Он так и предполагал, что Модя придет в ужас при упоминании Бернини. Если честно, столь желаемая кузиной Прозерпина ему тоже нравилась. Но брату он этого, конечно же, не сказал.
Несколько дней спустя, вернувшись вечером с прогулки, Петр Ильич был встречен сияющим Модестом, который, высоко подымая какую-то депешу, воскликнул:
– Отличное известие!
Он как-то сразу почувствовал, что это Толя сообщает о своей помолвке. И точно: брат писал, что и свадьба уже назначена. Петр Ильич обрадовался новости: вот действительно подходящая партия для Анатолия. Да и чувства его к Прасковье явно более глубокие, чем к предыдущим пассиям. Судя по довольной физиономии Модеста, он был рад за брата не меньше.
– А наша поездка в Алжир отменяется, – словно между прочим заметил Модест. – Герман Карлович категорически против.
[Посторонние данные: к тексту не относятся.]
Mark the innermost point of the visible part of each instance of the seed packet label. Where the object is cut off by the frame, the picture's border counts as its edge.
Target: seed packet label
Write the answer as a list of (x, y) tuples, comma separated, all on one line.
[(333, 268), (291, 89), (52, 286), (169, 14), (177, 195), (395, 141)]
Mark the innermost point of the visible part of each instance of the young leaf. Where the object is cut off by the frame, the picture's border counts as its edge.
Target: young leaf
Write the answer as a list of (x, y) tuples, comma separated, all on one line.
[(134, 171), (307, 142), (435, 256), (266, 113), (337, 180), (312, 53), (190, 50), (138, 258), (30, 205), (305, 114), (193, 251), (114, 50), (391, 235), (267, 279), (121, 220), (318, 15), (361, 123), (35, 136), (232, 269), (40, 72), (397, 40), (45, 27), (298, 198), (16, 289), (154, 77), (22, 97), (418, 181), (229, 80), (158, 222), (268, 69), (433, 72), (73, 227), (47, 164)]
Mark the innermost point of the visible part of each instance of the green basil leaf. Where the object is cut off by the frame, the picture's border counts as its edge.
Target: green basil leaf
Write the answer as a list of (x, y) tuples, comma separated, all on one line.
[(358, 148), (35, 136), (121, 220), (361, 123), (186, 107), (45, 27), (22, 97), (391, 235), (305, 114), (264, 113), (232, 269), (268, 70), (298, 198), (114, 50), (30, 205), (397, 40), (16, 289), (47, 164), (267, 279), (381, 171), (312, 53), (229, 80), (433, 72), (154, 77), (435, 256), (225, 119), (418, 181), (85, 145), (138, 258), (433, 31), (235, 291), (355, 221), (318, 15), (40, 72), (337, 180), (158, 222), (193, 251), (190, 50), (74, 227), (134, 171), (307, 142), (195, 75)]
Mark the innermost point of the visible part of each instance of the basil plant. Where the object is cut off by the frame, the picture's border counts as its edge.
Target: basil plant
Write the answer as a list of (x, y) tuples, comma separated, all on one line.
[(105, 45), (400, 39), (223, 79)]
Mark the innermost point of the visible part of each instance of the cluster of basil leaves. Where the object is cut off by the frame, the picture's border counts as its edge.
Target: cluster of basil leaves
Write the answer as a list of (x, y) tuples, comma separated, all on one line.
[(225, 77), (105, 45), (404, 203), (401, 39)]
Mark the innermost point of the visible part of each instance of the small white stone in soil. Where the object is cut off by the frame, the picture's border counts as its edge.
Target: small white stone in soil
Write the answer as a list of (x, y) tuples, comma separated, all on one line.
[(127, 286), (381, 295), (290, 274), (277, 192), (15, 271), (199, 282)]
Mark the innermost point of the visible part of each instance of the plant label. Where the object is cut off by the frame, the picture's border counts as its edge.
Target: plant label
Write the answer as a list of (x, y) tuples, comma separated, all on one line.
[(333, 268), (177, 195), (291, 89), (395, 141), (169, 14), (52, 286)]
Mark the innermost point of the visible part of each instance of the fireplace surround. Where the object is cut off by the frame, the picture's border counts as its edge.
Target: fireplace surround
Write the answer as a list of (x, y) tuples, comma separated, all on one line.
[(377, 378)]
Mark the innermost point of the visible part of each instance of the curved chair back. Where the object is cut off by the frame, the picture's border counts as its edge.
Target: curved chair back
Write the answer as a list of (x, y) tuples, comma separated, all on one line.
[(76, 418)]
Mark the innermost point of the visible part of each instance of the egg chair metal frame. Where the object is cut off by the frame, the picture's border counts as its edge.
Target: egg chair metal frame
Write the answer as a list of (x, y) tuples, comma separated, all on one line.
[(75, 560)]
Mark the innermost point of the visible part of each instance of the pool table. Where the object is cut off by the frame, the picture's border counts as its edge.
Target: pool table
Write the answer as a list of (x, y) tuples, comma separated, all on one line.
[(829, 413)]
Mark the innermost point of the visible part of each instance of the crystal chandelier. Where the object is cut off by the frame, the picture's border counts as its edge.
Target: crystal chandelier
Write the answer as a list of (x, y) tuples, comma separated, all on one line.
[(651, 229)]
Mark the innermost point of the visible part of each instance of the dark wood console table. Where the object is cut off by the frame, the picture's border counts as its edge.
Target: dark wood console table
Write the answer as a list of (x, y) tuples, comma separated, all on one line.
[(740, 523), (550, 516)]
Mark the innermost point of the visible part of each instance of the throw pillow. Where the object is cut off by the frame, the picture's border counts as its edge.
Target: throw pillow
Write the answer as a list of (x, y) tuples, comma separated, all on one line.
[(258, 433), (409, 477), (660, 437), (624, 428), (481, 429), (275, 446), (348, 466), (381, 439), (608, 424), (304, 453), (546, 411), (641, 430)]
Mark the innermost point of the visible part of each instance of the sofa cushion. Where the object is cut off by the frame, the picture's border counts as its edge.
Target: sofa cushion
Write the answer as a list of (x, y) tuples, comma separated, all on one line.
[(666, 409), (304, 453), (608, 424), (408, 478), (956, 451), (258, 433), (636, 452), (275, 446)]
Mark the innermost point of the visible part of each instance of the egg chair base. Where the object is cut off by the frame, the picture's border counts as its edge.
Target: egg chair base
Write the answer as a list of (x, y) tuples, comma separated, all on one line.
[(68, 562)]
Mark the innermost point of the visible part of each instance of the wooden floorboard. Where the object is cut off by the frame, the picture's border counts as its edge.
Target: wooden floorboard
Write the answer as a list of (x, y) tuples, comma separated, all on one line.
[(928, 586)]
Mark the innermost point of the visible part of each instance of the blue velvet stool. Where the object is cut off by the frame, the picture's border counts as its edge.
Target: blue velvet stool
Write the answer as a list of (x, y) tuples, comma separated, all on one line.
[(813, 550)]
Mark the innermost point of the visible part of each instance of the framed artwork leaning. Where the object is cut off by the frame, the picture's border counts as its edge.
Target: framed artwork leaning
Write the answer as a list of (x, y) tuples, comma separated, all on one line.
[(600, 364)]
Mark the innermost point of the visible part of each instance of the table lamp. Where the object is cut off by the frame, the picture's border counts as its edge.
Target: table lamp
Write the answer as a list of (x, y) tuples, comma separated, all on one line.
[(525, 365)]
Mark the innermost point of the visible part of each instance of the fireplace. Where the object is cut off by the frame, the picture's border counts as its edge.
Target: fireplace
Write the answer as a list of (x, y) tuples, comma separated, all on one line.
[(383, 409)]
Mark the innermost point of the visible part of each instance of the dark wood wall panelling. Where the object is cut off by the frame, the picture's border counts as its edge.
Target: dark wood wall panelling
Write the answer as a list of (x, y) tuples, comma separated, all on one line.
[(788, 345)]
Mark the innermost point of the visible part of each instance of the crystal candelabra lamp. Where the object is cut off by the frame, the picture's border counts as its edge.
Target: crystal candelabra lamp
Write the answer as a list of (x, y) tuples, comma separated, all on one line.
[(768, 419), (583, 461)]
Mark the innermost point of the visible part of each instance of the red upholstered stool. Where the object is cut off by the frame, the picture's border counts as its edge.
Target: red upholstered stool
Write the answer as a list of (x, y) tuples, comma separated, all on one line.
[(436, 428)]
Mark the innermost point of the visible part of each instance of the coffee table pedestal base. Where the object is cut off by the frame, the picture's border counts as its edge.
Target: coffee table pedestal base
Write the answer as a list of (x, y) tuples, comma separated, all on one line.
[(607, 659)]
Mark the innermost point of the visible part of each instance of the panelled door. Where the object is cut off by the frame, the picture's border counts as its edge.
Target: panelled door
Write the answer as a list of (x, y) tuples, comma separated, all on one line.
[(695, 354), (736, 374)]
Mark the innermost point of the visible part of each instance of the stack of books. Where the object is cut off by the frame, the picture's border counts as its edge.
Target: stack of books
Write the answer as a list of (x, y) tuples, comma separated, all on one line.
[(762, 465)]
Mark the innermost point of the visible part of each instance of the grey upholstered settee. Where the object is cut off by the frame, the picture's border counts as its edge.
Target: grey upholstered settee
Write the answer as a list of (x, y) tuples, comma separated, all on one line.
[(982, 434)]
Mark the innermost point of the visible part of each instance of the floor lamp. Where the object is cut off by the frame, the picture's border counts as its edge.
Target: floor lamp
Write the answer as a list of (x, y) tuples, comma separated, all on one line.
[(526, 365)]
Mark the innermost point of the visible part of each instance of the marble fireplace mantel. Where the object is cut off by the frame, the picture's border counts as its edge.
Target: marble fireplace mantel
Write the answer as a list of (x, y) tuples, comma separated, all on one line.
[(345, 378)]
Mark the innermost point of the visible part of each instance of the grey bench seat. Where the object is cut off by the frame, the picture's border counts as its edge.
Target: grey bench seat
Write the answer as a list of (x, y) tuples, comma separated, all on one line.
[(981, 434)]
И его можно понять.
– Но и в Риме долго оставаться нельзя – слишком дорого, – задумчиво произнес Петр Ильич. – А что если переехать в Неаполь?
Модест с готовностью согласился и протянул брату еще одно письмо:
– Тебе от Юргенсона.
Едва начав читать, Петр Ильич удивленно приподнял брови:
Оказалось, Юргенсон в штыки воспринял идею написать шесть пьес для «Нувеллиста» по просьбе его издателя Бернарда.
Начавший улыбаться с первых строк, Петр Ильич под конец уже хохотал и передал письмо с любопытством наблюдавшему за ним Модесту. И все-таки он не понимал упорства Юргенсона печатать непременно каждую нотку его сочинений. Ну, зачем ему эти глупые, ничего не стоящие шесть пьес, которые Петр Ильич решил написать исключительно ради денег? А с другой стороны, он был польщен и благодарен другу.
***
На самом высоком месте дороги, идущей вдоль берега, возвышалась вилла Постильоне. Отсюда открывался потрясающий вид на Неаполь с Везувием и окрестностями. Виллу эту посоветовал Кондратьев, уверявший, что ничего более прекрасного и вообразить нельзя. Сидя у окна и любуясь закатом, Петр Ильич согласился с его отзывом всей душой. Вокруг царила абсолютная тишина: ни шума большой гостиницы, как это было в Риме, ни суеты города, а главное – никаких визитов. Зрелище, развертывавшееся перед окнами, было поистине несравненным. Петр Ильич даже плакал от наплыва благодарности к Богу, посылающему ему это счастье. Он не мог оторваться от окна – даже читать не тянуло. Сидишь и смотришь – и хотелось бы сидеть без конца!